RAKESH KUMAR GULATI Vs. DIRECTORATE OF ENFORCEMENT

Decided On May 07, 2025
Rakesh Kumar Gulati Appellant
V/S
DIRECTORATE OF ENFORCEMENT Respondents

JUDGEMENT

(1.) The present application under Sec. 483 of the Bharatiya Nagarik Suraksha Sanhita, 2023, (for short, 'BNSS'), read with Sec. 45 of the Prevention of Money Laundering Act, 2002, (for short, 'PMLA'), has been filed seeking regular bail in CC No. 01/2024, arising out of ECIR No.: GNZO/09/2021, under Ss. 3/4 of the PMLA, registered with Directorate of Enforcement/respondent. The said ECIR was registered in respect of predicate/scheduled offence in FIR bearing No. RCCHG2020A0021, dtd. 31/12/2020, under Sec. 120B read with Ss. 406, 409, 420 of the Indian Penal Code, 1860, (for short, 'IPC'), and Sec. 13(2) read with Sec. 13(1)(d) of the Prevention of Corruption Act, 1988, (for short, 'PC Act'), registered with CBI, ACB, Chandigarh.

(2.) The present ECIR arises out of FIR/RC being RCCHG2020A0021 which was registered with CBI on a complaint filed by the then Chief Manager of Punjab National Bank, Hindu College Branch, Sonipat, Haryana, against M/s Sunstar Overseas Ltd. (for short, 'accused company') and its directors.

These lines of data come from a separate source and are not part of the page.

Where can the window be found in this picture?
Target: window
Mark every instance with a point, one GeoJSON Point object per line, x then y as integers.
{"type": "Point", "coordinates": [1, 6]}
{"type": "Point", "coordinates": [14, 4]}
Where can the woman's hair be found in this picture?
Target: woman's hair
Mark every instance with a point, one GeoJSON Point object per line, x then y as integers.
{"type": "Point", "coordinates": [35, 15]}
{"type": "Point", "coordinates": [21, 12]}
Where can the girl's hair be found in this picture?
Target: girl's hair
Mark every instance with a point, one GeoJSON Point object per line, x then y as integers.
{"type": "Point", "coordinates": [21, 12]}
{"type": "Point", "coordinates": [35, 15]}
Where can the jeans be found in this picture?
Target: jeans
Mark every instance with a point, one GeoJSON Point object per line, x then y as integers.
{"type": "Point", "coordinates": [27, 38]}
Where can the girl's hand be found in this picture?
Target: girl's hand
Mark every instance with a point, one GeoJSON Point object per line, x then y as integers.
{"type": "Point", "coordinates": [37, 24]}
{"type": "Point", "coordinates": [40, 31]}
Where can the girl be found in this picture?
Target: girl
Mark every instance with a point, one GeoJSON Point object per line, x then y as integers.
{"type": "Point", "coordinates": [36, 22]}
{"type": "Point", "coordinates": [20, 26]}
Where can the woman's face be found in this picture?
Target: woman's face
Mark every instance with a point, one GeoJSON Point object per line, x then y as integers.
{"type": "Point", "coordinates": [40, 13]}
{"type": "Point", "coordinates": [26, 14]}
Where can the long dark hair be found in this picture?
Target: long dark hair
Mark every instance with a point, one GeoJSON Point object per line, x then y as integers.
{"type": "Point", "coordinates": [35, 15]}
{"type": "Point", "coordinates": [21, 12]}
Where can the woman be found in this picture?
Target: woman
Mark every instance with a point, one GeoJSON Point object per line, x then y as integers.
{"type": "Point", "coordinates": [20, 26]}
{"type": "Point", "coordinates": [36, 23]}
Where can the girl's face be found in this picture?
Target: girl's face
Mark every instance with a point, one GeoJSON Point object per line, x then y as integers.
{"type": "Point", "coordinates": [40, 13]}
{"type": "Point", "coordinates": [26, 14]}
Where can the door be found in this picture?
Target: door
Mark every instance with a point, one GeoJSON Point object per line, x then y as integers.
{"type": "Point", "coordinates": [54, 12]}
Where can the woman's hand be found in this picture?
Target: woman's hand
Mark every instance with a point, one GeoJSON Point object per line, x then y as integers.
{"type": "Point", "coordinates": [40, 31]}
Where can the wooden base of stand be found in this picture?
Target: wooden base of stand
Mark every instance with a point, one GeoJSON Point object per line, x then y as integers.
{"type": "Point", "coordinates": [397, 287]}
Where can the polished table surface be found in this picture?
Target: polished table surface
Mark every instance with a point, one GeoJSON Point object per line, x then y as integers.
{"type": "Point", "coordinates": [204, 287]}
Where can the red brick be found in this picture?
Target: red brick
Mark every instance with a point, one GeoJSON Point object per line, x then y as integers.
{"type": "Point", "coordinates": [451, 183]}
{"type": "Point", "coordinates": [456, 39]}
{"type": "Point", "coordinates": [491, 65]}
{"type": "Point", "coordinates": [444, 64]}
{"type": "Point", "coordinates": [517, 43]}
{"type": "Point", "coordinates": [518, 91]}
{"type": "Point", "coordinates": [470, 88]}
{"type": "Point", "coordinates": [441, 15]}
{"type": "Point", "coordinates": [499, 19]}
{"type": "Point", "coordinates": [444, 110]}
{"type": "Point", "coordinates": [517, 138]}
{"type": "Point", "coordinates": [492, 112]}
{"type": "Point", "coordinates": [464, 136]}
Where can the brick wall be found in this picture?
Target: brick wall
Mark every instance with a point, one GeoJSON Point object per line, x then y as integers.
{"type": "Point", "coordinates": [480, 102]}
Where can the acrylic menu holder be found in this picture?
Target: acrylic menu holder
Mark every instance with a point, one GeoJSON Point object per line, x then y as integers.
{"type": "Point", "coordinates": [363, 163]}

As per the said FIR, accounts of 5 banks, namely, PNB, ICICI Bank, IDBI Bank and State Bank of India were declared NPAs (NonPerforming Assets). It was alleged that the accused company had availed various credit facilities from 'Consortium of 9 lender Banks' ,[Punjab National Bank; Corporation Bank; City Union Bank; Karur Vysya Bank; Karnataka Bank; Canara Bank; ICICI Bank; IDBI Bank; and State Bank of Patiala] and had diverted/siphoned off the said loan amount, thereby, failing to repay the said loan amounts to the banks. It was also alleged that the accused company had also violated terms and conditions of the loan agreements in respect of hypothecated goods as the said goods were disposed of without depositing sale proceeds in their Cash Credit Accounts. The case of CBI is that M/s Sunstar Overseas Ltd., accused company, through its directors/promoters/employees and others, had committed fraud by siphoning and diverting funds, criminal misappropriation, criminal breach of trust, cheating, fraud etc., thereby causing wrongful loss of approximately, Rs.951.88 Crores to the consortium of 9 lender banks. It was further alleged that the accused company, after July 2017, failed to submit stock report for as undertaken by it to the consortium of lender banks and subsequently, the said loan accounts of the accused company were declared NPAs w.e.f. 31/3/2015 by the Statutory Auditor on 31/3/2017 which was approved by the consortium of lender banks approved a Master Restructuring Agreement Package on 7/11/2015. The allegation against the accused company was that it through its directors had sold its entire stocks, but the sale proceeds were not being deposited with the bank in the loan accounts. It was also alleged that the accused company had advanced sums received by way of the credit facilities for investment in real estate, which is non-core business activity of the accused.

(3.) In correspondence to the aforesaid, on an application filed by ICICI Bank Ltd. under Sec. 7 of the Insolvency and Bankruptcy Code, 2016, (for short, 'IBC') before the National Company Law Tribunal (for short, 'NCLT') Corporate Insolvency Resolution Process (for short, 'CIRP') proceedings were initiated against M/s Sunstar Overseas Ltd. on 20/7/2018, wherein, an Interim Resolution Professional was appointed for the accused company. NCLT vide order dtd. 12/9/2019 approved the resolution plan of the Resolution Applicant, Ajay Yadav & Co., body of individuals, through its Special Purpose Vehicle, M/s Umaiza Infracon LLP, ('Umaiza') for a total amount of Rs.196.00 Crores. Thus, on implementation of the same, total shareholding of the accused company was to be held by Umaiza. It is alleged that, during the course of investigation, it was revealed that Ajay Yadav &Co., held by Ajay Yadav, as well as active partner of Umaiza, was acting on the directions and advice of the ex-directors/promoters of the accused company so that they can indirectly acquire the accused company while it was undergoing CIRP.